夫が旅立ったとき、娘はまだ高校生だった。ふたりで、いったいどうやって生きていこう……。心細くて、不安で、まるで先が見えなかった。

あの絶望の日々を乗り越え、今こうしてお店を続けていられるのは、ミーがいてくれたからと、和子さんは振り返る。

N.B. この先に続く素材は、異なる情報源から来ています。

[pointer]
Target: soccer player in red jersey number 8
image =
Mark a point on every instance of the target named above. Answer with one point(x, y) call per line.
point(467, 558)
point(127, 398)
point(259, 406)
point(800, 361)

「猫が1匹、家の中にいるだけで、ただそれだけなんだけど、家の中を明るくしてくれたんです」

あるとき、客の一人が和子さんに聞いた。  

「ミーちゃんって、和子さんにとって娘みたいなもの?」

和子さんは明快に答えた。

「ミーは、同志かな。一緒に人生を乗り越え、歩んでいく同志!」

 

ミーに元気をもらう人たち

お店は10時にオープンだ。ミーは、開店前の忙しいときに限って甘えてくる。片手間に撫でようものなら、「気持ちが入ってない!」とばかり、猫パンチが飛んでくる。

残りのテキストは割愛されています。